A promulgação da Emenda Constitucional nº 132/2023 deu início ao período de transição da reforma tributária, marcado pela coexistência de regimes. Neste contexto, ressurge a histórica e indesejada discussão do “tributo sobre tributo”: os novos tributos (IBS e CBS) comporão as bases de cálculo do ICMS, ISS e IPI?

A resposta a essa pergunta, se positiva — o que acreditamos ser o cenário mais provável —, dará início às discussões judiciais tributárias pós-reforma, na contramão da promessa de simplificação do sistema.

Embora o legislador tenha tentado evitar essa sobreposição na PEC nº 45/2019, o texto final da EC nº 132/2023 terminou marcado por um lamentável silêncio legislativo, o qual será tido pelos estados como um “silêncio eloquente” a garantir a referida cobrança sobreposta.

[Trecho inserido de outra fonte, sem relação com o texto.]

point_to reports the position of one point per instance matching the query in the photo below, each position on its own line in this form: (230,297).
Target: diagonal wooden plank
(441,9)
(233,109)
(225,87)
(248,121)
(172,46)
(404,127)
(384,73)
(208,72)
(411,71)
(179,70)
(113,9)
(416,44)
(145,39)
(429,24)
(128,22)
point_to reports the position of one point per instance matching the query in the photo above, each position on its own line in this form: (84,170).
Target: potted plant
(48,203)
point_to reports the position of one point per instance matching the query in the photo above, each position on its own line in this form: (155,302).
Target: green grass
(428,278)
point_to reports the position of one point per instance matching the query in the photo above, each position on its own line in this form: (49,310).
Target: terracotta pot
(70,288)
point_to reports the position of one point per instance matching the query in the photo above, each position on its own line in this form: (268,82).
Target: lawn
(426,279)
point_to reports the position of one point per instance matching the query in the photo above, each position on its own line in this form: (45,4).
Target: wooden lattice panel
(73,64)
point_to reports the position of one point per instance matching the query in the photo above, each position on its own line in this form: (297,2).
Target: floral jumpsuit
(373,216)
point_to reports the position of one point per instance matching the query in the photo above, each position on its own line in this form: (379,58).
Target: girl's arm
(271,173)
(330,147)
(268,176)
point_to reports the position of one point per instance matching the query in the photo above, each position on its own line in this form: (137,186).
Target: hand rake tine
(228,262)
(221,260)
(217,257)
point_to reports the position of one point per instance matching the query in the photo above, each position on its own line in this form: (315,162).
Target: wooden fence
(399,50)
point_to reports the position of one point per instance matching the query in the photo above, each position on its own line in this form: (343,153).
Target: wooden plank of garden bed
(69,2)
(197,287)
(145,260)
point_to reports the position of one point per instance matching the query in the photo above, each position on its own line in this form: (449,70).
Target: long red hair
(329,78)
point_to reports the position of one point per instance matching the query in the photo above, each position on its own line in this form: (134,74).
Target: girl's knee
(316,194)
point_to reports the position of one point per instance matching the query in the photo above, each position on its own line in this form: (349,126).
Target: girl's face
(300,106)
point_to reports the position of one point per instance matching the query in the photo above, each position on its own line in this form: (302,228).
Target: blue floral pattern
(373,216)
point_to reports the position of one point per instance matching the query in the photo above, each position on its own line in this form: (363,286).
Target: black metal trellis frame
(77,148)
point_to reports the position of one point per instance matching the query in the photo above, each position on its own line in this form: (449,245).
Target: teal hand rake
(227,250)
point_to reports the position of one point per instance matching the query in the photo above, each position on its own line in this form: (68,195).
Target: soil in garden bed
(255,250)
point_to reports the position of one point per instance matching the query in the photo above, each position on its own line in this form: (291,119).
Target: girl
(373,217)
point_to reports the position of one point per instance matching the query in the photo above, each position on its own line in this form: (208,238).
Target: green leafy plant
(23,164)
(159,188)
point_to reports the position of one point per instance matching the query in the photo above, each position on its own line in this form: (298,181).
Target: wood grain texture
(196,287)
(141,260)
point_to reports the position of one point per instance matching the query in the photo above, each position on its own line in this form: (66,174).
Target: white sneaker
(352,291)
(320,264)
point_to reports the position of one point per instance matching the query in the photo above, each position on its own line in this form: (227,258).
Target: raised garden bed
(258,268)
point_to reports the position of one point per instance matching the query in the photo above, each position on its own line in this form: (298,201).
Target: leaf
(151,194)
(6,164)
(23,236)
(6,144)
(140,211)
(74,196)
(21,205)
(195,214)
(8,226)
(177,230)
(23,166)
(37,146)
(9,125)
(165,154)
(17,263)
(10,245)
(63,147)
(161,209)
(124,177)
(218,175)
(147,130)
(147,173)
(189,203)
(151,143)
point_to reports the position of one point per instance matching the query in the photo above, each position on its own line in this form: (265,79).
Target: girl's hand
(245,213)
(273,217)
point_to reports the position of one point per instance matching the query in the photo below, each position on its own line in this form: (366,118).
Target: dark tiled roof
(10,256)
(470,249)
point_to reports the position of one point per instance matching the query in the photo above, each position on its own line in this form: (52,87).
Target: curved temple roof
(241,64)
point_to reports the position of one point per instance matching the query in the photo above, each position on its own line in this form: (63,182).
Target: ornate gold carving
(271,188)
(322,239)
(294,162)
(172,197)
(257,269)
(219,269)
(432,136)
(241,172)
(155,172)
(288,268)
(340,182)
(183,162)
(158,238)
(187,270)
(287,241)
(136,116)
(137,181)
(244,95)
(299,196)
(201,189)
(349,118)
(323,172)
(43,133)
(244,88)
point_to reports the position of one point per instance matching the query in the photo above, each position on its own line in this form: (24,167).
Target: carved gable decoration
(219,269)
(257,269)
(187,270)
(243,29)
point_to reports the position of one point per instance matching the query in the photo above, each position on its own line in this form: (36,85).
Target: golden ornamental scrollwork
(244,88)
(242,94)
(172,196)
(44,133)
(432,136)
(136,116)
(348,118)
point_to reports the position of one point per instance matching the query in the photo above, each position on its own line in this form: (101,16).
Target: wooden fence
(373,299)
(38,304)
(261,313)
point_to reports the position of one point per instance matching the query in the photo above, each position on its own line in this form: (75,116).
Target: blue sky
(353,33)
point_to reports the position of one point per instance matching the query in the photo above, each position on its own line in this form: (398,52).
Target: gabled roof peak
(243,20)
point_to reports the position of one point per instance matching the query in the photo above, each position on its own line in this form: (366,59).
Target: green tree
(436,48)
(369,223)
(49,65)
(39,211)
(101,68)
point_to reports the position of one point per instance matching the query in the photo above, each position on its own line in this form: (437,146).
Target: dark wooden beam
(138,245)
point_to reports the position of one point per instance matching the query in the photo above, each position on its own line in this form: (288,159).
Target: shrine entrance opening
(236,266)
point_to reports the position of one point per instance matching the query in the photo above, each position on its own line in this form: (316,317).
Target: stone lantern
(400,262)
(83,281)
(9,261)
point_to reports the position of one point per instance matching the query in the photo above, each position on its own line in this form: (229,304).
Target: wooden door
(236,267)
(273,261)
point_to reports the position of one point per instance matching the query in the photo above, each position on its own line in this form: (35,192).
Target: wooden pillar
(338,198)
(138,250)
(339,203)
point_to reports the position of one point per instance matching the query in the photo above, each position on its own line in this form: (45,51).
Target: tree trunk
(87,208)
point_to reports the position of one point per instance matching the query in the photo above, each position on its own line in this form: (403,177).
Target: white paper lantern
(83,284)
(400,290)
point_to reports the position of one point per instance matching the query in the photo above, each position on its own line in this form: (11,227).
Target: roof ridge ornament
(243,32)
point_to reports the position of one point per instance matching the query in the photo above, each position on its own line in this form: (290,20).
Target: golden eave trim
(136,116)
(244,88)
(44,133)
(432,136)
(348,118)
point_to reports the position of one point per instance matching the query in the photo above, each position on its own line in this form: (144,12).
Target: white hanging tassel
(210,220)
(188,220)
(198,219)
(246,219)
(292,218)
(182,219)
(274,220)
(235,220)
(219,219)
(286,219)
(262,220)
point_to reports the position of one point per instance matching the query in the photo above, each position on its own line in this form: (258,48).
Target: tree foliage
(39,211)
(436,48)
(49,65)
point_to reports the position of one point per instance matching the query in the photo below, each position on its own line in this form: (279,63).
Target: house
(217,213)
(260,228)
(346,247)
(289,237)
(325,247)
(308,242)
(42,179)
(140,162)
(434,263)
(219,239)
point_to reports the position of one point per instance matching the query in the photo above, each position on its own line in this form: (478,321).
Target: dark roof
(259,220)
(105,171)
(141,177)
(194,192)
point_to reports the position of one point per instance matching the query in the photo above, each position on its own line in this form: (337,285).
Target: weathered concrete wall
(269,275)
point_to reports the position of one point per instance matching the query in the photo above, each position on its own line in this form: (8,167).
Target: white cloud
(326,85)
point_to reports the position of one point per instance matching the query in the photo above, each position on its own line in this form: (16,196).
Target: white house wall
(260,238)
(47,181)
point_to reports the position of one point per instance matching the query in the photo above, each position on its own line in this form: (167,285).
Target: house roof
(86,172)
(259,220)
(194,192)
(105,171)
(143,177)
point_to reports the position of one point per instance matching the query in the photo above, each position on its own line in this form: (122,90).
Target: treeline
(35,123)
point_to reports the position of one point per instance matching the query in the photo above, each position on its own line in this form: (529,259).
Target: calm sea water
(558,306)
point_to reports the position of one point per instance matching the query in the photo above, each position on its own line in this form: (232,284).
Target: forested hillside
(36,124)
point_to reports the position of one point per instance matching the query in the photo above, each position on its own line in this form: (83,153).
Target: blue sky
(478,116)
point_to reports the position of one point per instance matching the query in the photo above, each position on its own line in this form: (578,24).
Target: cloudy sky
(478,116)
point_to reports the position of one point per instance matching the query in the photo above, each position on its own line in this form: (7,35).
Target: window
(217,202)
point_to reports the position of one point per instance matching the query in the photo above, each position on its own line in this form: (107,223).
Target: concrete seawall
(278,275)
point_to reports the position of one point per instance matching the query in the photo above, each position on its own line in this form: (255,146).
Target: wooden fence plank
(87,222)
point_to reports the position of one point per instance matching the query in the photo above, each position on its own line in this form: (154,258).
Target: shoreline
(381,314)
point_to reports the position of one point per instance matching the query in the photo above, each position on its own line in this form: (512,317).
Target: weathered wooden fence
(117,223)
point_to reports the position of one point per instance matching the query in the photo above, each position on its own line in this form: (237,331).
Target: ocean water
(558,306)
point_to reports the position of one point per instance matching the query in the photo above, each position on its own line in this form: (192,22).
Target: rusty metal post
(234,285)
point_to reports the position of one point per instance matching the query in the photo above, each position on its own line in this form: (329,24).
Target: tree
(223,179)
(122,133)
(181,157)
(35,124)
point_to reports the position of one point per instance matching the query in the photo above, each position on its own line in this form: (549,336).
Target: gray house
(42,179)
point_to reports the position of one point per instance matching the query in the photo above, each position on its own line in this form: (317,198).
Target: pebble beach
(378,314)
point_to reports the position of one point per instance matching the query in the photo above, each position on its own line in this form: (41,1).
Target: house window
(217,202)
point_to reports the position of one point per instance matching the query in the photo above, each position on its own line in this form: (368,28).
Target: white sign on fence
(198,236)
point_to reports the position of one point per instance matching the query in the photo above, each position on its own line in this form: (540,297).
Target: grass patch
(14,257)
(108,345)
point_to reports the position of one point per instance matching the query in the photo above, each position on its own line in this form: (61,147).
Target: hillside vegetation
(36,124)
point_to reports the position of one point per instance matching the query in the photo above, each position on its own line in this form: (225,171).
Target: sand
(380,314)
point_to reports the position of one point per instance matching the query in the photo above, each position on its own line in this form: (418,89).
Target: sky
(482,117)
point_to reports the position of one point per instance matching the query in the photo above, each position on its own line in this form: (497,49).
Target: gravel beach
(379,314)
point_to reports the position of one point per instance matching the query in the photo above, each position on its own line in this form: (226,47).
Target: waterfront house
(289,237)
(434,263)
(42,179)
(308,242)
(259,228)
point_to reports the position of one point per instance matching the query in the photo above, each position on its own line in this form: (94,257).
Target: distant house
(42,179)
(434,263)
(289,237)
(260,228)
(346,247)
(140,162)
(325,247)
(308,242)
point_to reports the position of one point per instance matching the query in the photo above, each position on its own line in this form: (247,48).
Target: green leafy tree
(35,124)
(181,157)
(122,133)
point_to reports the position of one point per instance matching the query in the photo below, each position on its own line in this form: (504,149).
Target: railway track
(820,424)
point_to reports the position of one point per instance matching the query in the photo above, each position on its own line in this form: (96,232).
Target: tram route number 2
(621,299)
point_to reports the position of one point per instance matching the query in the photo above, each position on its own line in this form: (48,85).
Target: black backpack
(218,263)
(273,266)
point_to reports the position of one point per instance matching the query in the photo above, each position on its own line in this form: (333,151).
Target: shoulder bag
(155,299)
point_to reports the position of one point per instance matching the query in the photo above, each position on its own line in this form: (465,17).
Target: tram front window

Nesse contexto, foi apresentado na Câmara dos Deputados o Projeto de Lei Complementar (PLP) nº 16/25, visando assegurar que o IBS e a CBS sejam excluídos expressamente da base de cálculo dos “antigos” tributos sobre o consumo. Referido PLP, que se encontra em tramitação, não tem perspectivas de votação. Enquanto isso, o início de vigência dos novos tributos bate à porta das empresas, deixando esse cenário ainda mais angustiante.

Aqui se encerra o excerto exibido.